Jenny Mounfield is fairly new to children’s and young adult fiction. The Ice-Cream Man (Ford Street) is only her third novel, though she also has a short story in Ford Street’s recent YA anthology Trust Me!. So far, she’s doing well.

The Ice-Cream Man
is a thriller. The book suggests that it’s really not a good idea to play silly jokes on people, especially those you don’t know well. At the same time, it features a protagonist with cerebral palsy, who regards his wheelchair as a tool of independence and has no intention of swapping it for a walker, as his well-meaning parents want him to do. In fact, his friends can hardly keep up with him.

When Marty, Rick and Aaron miss the ice-cream van one hot summer day, they show their annoyance by harassing the driver as the van drives on down the streets of their small town.

Big mistake.

This is a small town, after all. People know each other. Someone knows who they are and where they live.

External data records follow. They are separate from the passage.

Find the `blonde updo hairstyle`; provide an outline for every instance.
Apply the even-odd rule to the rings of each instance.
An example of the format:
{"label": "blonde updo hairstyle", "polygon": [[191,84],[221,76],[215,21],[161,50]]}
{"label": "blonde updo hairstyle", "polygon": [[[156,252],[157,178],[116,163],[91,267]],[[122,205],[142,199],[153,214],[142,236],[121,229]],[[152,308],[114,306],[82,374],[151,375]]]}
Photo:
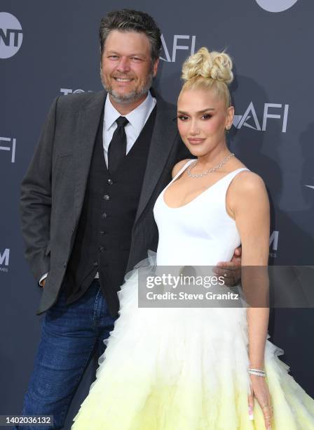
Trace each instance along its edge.
{"label": "blonde updo hairstyle", "polygon": [[184,81],[181,91],[213,90],[224,99],[226,108],[231,105],[228,85],[233,80],[232,61],[224,52],[210,52],[207,48],[200,48],[184,61],[181,77]]}

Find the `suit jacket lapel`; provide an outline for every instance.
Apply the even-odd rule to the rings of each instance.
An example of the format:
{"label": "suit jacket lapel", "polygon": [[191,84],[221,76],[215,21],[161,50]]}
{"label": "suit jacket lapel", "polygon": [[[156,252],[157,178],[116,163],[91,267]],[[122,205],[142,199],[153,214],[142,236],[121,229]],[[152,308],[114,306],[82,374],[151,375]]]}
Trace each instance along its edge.
{"label": "suit jacket lapel", "polygon": [[145,209],[165,166],[178,131],[175,111],[156,95],[156,117],[135,223]]}
{"label": "suit jacket lapel", "polygon": [[[107,93],[96,93],[76,114],[77,134],[74,154],[74,224],[78,221],[90,170],[96,133]],[[75,138],[75,137],[74,137]]]}

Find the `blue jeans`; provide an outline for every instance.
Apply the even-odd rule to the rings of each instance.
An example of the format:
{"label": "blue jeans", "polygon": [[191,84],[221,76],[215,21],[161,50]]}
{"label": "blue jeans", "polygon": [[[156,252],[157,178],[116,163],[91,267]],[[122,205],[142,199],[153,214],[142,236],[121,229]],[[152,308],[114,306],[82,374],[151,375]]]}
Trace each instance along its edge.
{"label": "blue jeans", "polygon": [[43,320],[22,412],[23,415],[53,415],[53,426],[22,425],[15,429],[62,429],[84,370],[95,348],[100,356],[104,351],[103,341],[113,330],[115,320],[109,313],[98,280],[68,306],[61,292]]}

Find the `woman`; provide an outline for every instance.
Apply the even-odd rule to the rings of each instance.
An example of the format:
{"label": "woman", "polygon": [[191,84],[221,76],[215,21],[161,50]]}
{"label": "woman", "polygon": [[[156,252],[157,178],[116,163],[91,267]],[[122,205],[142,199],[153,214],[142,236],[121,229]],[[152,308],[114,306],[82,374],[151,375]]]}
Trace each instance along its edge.
{"label": "woman", "polygon": [[[202,48],[182,77],[178,128],[197,159],[175,166],[156,200],[157,267],[214,266],[240,243],[243,266],[266,266],[265,186],[226,143],[231,60]],[[137,287],[135,270],[73,430],[314,429],[314,401],[266,341],[268,308],[139,308]]]}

Someone even knows the number of Marty’s new mobile phone, bought by his overanxious parents to make him reachable, since he won’t give up the wheelchair. And he hasn’t told anyone yet!

Aaron has his own problems with a bullying stepbrother. Rick’s problems are even worse. Dad has died recently and his mother has hit the bottle and the sleeping pills. The last thing he needs is to hear the music of an ice-cream van parked outside his home after midnight.

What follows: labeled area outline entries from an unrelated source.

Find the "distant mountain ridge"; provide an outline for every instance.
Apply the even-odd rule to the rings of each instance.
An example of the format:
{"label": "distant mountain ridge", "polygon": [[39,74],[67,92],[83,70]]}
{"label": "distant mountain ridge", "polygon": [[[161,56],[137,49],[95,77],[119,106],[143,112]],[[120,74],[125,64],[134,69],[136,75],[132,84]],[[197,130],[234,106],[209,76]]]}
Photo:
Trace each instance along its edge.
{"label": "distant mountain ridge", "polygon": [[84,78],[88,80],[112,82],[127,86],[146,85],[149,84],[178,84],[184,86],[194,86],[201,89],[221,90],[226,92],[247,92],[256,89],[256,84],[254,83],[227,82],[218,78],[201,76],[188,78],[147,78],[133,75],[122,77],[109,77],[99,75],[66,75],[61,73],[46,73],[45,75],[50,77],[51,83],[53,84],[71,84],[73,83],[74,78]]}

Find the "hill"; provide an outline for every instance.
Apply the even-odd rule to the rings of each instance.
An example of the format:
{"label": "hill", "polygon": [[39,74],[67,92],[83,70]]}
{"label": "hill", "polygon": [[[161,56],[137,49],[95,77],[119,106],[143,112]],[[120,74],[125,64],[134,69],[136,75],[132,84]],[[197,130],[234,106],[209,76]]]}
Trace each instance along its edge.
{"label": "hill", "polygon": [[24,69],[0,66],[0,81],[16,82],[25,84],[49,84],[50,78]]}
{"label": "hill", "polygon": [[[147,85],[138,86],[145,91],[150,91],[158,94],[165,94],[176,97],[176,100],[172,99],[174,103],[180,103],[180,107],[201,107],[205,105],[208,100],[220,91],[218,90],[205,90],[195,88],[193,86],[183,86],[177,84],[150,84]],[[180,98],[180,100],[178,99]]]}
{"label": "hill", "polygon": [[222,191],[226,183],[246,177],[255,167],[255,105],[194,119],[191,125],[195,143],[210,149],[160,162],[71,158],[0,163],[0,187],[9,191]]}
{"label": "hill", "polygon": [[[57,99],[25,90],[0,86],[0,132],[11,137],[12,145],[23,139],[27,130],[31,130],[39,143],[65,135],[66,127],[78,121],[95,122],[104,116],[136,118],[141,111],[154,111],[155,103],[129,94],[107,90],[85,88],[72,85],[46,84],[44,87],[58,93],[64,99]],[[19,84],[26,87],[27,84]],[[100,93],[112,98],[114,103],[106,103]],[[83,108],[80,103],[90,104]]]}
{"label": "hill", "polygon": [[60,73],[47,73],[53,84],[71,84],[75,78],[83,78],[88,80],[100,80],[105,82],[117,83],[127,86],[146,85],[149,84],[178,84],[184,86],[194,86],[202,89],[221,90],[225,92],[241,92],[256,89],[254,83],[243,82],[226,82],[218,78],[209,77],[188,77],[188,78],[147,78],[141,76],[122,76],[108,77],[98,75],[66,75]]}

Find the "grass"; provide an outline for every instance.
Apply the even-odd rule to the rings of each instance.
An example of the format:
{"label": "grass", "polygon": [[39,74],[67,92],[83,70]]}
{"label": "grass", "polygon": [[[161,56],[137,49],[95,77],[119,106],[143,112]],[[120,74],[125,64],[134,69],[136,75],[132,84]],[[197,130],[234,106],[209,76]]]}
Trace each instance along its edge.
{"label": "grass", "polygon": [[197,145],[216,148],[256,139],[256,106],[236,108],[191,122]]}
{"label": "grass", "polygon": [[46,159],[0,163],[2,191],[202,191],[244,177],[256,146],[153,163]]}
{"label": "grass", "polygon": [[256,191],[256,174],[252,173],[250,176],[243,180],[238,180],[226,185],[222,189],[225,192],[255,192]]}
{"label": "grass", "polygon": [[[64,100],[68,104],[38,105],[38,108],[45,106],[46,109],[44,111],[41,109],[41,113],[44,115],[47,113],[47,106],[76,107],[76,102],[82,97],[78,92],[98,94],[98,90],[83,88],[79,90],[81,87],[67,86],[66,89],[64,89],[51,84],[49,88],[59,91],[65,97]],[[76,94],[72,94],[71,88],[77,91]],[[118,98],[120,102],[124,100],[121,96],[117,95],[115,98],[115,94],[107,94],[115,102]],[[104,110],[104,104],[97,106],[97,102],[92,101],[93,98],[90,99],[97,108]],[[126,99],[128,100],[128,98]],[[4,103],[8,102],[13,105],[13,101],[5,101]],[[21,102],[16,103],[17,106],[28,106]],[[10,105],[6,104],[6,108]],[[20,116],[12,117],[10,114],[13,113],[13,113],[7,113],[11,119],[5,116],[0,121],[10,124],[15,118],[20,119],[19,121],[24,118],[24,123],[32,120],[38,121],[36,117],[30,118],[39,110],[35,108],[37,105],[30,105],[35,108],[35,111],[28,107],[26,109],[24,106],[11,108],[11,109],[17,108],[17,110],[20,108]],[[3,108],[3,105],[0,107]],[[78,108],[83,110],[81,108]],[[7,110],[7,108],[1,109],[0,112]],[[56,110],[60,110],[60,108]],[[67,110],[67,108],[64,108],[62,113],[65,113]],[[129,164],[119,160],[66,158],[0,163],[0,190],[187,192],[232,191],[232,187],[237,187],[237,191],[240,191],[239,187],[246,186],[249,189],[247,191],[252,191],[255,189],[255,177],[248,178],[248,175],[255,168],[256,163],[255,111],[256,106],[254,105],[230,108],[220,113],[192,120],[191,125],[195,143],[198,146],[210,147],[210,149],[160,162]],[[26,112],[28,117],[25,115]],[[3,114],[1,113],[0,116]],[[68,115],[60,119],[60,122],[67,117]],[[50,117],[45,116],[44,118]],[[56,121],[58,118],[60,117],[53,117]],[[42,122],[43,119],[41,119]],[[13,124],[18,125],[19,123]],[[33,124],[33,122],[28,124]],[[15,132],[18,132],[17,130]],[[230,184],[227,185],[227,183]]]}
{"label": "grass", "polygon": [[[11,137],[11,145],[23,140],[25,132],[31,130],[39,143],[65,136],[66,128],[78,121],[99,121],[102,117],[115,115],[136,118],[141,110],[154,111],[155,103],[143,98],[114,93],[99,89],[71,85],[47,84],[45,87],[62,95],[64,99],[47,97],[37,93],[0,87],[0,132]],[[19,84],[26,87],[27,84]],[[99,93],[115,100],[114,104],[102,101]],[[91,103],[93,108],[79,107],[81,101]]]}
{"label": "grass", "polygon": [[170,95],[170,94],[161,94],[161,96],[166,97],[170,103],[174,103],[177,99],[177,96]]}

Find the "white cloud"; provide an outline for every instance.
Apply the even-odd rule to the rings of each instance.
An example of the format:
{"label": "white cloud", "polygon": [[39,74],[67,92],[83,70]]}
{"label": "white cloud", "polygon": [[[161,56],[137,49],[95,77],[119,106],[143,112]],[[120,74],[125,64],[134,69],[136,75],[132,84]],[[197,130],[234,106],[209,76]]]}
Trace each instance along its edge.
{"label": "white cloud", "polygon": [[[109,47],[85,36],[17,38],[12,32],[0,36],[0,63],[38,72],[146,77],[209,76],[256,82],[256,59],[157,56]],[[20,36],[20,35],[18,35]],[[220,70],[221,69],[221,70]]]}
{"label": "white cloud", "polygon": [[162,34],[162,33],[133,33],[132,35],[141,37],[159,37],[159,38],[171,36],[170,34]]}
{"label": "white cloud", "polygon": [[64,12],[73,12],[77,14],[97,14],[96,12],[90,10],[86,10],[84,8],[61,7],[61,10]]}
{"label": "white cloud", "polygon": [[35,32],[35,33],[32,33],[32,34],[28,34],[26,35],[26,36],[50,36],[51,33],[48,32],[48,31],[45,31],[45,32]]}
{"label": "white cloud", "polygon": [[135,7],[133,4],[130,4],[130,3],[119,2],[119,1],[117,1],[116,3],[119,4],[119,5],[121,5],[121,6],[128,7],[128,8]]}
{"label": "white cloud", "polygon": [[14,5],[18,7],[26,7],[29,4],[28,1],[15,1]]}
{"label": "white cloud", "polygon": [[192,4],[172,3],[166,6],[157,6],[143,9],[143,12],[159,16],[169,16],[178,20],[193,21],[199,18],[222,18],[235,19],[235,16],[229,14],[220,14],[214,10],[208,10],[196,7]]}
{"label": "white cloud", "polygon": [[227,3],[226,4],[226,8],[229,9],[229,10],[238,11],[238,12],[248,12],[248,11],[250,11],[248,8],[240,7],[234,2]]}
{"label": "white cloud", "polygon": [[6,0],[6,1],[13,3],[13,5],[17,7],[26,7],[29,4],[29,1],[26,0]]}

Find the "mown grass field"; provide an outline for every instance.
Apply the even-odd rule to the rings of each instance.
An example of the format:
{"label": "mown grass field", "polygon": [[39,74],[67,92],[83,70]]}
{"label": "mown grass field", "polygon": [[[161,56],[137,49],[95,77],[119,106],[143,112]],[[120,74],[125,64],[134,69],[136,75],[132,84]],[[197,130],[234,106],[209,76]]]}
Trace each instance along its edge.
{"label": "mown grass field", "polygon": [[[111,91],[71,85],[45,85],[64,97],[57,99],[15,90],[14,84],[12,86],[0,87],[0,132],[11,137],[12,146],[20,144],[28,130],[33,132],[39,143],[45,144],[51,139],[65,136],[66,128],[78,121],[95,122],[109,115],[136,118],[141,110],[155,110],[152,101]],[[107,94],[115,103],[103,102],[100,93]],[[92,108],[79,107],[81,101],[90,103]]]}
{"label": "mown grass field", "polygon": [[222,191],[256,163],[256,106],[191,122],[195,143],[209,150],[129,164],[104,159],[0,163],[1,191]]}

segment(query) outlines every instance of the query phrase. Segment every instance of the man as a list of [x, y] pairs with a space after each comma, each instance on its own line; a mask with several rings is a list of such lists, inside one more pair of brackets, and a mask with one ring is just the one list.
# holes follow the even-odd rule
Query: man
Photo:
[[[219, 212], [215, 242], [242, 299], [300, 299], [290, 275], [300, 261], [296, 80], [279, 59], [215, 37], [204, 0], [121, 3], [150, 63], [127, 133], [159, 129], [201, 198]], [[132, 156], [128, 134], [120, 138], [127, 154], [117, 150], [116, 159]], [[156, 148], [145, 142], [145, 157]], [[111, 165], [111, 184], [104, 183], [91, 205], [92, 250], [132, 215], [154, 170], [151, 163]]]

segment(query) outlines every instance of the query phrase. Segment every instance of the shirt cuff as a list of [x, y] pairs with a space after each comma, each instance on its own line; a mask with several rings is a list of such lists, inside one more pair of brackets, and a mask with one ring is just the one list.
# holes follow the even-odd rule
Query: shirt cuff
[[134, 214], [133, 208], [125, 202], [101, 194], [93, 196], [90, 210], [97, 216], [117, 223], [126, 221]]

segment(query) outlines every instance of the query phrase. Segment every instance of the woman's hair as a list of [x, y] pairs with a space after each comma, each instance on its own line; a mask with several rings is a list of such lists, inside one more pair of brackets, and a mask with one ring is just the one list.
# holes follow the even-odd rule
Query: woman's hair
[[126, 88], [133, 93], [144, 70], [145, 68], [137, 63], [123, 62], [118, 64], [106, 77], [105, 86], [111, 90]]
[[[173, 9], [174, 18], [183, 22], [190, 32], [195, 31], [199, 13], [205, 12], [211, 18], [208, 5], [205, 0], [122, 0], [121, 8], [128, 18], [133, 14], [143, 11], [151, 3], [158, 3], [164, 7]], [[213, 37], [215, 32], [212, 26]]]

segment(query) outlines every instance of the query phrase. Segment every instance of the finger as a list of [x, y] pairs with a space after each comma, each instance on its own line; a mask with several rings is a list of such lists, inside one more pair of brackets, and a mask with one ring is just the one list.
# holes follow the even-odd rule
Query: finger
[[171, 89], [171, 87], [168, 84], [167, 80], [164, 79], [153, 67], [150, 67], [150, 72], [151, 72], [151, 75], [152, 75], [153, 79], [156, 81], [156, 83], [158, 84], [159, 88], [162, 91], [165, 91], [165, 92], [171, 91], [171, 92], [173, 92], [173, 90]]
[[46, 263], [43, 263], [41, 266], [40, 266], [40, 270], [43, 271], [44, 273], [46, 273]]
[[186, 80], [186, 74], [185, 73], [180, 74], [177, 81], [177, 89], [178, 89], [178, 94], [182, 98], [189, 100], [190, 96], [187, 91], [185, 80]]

The police aren’t helpful, either, with no details of the stalker or the caller.

When Rick disappears, apparently kidnapped, it’s up to Marty and Aaron to find him -- but that means entering the ice-cream man’s lair...

The Ice-Cream Man is a great introduction to the thriller genre for children in early secondary or late primary school. It shows a fairly positive image of a disabled person, without preaching. Marty is in a wheelchair. It matters to his parents, but otherwise he just gets on with life. In fact, there are some things he can do in the chair that he couldn’t do on foot.

It might have worked better with a photographic cover than the cover illustration of an ice-cream van, though the back cover is a little scarier.

In my opinion, this book is, so far, the best novel published by new Australian children’s and young adult publisher Ford Street Publishing.

Jenny Mounfield, I believe, has a bright future writing for young people.